Pyrs can be known to drool, but my Pyr is not one of them. They can also be protective, but her protection is barking to alert a car entering our property. Then her tail starts wagging, waiting to be acknowledged.

They are a large breed but low-energy. The Pyr is also known to wander, and requires a leash and a fenced yard. I have owned many wonderful pure and mixed breeds, large and small, but love my Pyr for her beauty and calm demeanor withhumans and dogs.

~Jasper, owner of a Great Pyrenees


You'll need a leaf blower for the hair

We have had Great Pyrenees for about 18 years now. And if experience tells us anything, here are the three things you need to know before you buy or adopt one.

First, they need plenty of running room -- a 6-by-9-foot rug is usually good. They are guardians, not herders. They will lie in their favorite spot all day until they sense something that they think you should know about.

Second, you need patient neighbors. Pyrs are guardians -- they bark at the smallest threat. We've had no luck with bark collars with our Pyrs. They simply continue to do their job and tolerate either the shock or the citronella.

Third, you need a leaf blower for the hair. They shed year-round.

What you get in return is the most loyal giant you'll ever want to meet. They are protective of children and adults alike, but not dominant. We run a no-crate kennel out of our home, and our Pyrs always get along with our clients' dogs.

~Rick L., owner of Great Pyrenees


A protective dog around children

These dogs might seem tough, but when it comes to kids, I have never known a better dog. They are protective, gentle, and patient.

My 18-month-old daughter used my Pyr as a jungle gym and fell asleep on him. He just sighed and took a nap with her! Playing around, he would butt in if he felt things were getting too rough for "his" kids.

The Great Pyrenees is my favorite breed, especially for a family. I figure if anyone is stupid enough to break into a house with that deep, rich bark, the brave souls are welcome to the DVD player if they can get past the dog!

~Jaq B., owner of a Great Pyrenees


Dependable guardians

I have had three Great Pyrenees, all for livestock guardians. At six-months-old, two of them took on a Mountain Lion and chased it off! They were very scared but stood their ground in order to protect the sheep and goats they were with.

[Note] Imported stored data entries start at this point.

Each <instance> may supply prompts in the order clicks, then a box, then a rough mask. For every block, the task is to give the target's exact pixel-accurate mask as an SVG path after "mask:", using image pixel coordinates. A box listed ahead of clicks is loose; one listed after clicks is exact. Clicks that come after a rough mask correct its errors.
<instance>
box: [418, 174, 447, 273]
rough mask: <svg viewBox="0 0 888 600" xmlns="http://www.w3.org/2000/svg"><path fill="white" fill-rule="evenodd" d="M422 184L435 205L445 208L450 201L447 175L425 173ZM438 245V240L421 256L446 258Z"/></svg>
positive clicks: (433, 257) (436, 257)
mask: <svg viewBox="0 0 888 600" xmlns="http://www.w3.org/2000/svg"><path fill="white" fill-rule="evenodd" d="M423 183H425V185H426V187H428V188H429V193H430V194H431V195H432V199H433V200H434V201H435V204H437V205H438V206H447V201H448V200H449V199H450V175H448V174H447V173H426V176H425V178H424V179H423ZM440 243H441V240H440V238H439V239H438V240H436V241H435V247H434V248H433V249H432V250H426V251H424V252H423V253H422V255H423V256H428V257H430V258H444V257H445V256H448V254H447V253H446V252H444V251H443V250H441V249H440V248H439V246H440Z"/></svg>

Personally, I do not like to have them indoors as they can be tremendous barkers, occasionally drool and leave hair all about. But they are so gentle and kind with my small grandkids, have saved me and my livestock from rattlesnakes, badgers, coyotes, etc. and are quiet and calm around strangers (after letting me know they are here).

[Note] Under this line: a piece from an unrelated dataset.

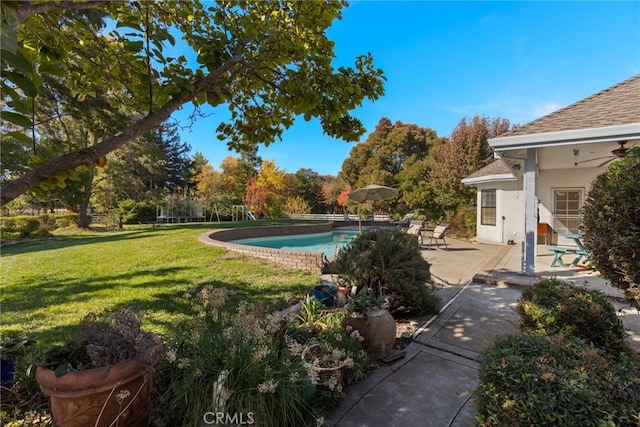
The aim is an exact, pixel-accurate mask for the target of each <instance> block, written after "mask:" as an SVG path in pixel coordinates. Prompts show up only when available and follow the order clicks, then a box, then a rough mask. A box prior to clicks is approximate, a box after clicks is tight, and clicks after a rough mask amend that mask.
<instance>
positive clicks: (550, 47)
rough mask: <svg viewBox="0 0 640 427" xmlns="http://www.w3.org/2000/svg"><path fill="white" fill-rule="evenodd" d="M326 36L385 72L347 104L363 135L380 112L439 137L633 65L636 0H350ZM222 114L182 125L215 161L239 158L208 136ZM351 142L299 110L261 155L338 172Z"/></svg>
mask: <svg viewBox="0 0 640 427" xmlns="http://www.w3.org/2000/svg"><path fill="white" fill-rule="evenodd" d="M328 34H329V37H330V38H331V39H332V40H334V41H335V43H336V46H335V53H336V56H337V58H336V60H335V64H336V65H349V64H353V61H354V59H355V57H356V56H357V55H360V54H364V53H367V52H371V54H372V55H373V57H374V58H375V63H376V65H377V67H379V68H382V69H383V71H384V73H385V77H386V78H387V81H386V84H385V91H386V94H385V96H384V97H383V98H381V99H379V100H377V101H376V102H374V103H370V102H365V104H363V106H362V107H361V108H359V109H357V110H355V112H354V114H355V115H356V116H357V117H358V118H359V119H360V120H362V122H363V123H364V125H365V127H366V128H367V133H365V134H364V135H363V136H362V138H361V141H364V140H365V139H366V137H367V136H368V134H369V133H370V132H371V131H372V130H373V129H374V127H375V125H376V124H377V123H378V121H379V120H380V118H382V117H387V118H389V119H390V120H391V121H392V122H396V121H401V122H404V123H415V124H417V125H418V126H422V127H430V128H432V129H435V130H436V131H437V132H438V135H440V136H447V135H450V133H451V131H452V130H453V129H454V128H455V126H456V125H457V124H458V123H459V122H460V120H461V119H462V118H463V117H468V118H471V117H473V116H474V115H476V114H480V115H484V116H487V117H501V118H506V119H509V120H510V121H511V123H513V124H525V123H527V122H529V121H531V120H534V119H536V118H538V117H541V116H543V115H545V114H547V113H550V112H552V111H555V110H557V109H559V108H561V107H563V106H566V105H569V104H572V103H573V102H576V101H579V100H581V99H582V98H585V97H587V96H589V95H592V94H594V93H596V92H598V91H600V90H602V89H605V88H607V87H609V86H611V85H614V84H616V83H618V82H621V81H623V80H625V79H627V78H629V77H631V76H632V75H635V74H638V73H640V2H639V1H626V2H613V1H605V2H575V1H574V2H551V1H548V2H547V1H536V2H510V1H502V2H479V1H477V2H459V1H448V2H432V1H352V2H351V3H350V6H349V7H348V8H346V9H344V10H343V17H342V20H340V21H335V22H334V24H333V26H332V27H331V28H330V30H329V32H328ZM190 112H191V108H186V109H184V110H182V111H180V112H178V113H176V114H174V116H173V117H174V118H177V119H178V120H180V121H181V122H182V123H185V118H186V117H187V116H188V114H189V113H190ZM220 117H222V116H219V115H216V114H213V115H211V116H210V117H208V118H201V119H199V120H198V121H197V122H196V123H195V124H194V125H193V126H192V128H191V131H187V130H185V131H182V132H181V137H182V140H183V141H185V142H187V143H188V144H189V145H191V147H192V151H193V152H195V151H200V152H202V153H203V154H204V155H205V157H206V158H207V159H208V160H209V163H211V164H212V165H213V166H214V167H216V168H217V167H218V166H219V165H220V162H221V161H222V159H224V158H225V157H226V156H228V155H234V156H236V155H237V154H236V153H235V152H231V151H229V150H228V149H227V146H226V144H225V143H224V142H220V141H219V140H218V139H217V138H216V137H215V128H216V127H217V126H218V123H219V122H220ZM354 144H355V143H347V142H344V141H342V140H337V139H334V138H330V137H327V136H326V135H323V133H322V128H321V127H320V125H319V123H318V122H317V121H315V120H312V121H310V122H305V121H304V120H302V118H300V119H298V120H297V121H296V124H295V125H294V126H293V127H292V128H291V129H289V130H288V131H286V132H285V133H284V135H283V140H282V141H277V142H275V143H274V144H271V145H270V146H269V147H263V146H261V147H260V149H259V155H261V156H262V158H263V159H267V160H273V161H275V163H276V166H278V167H279V168H281V169H284V170H286V171H287V172H290V173H295V172H296V171H297V170H298V169H300V168H311V169H313V170H314V171H316V172H318V173H320V174H331V175H337V174H338V172H339V171H340V168H341V166H342V162H343V161H344V160H345V159H346V158H347V157H348V155H349V152H350V150H351V148H352V147H353V145H354Z"/></svg>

They are very independent when bred to work and can figure things out for themselves. I don't want to ever be without them, they have such lionhearts!

~Jeanne C., owner of three Great Pyrenees


A real gentle giant

Hubby and I adopted MacDougal six months ago and have been in love with him ever since. He loves everyone and everything. His favorite girlfriend is the tiny shih tzu next door, even though she is always bossing him around.

Mac wouldl like to believe he's a lap dog, but is quite happy to allow us on the couch with him. He craves affection and belly rubs. He's very obedient when he wants to be. Thank God he's not a digger like many Pyrs, but he will let loose with barking if he senses something unusual around his house or yard. He's more alert to animals than humans, though.

He's not a problem drooler, but he does shed -- but so do the cats, and that's why we have a vacuum cleaner. We've gone through one molt with him and that was wild. I swear I got enough fur off him to knit a puppy!

We have always had bichons, but once you get a Pyr you can't imagine any other breed to share your lives with.

~ew D., owner of a Great Pyrenees


They only bark to protect you

This breed can't be beat for love and loyalty. Yes, they are barkers, but they do that because it's their job to protect you.

My Pyrs, Louie and Rufus, are huge, standing 35.5 inches at the hip. Despite this, they think they are lap dogs and love to sit on our laps. They work as therapy dogs and are gentle with people. Louie and Rufus have had hundreds of pictures taken of them because people are amazed at how big they are!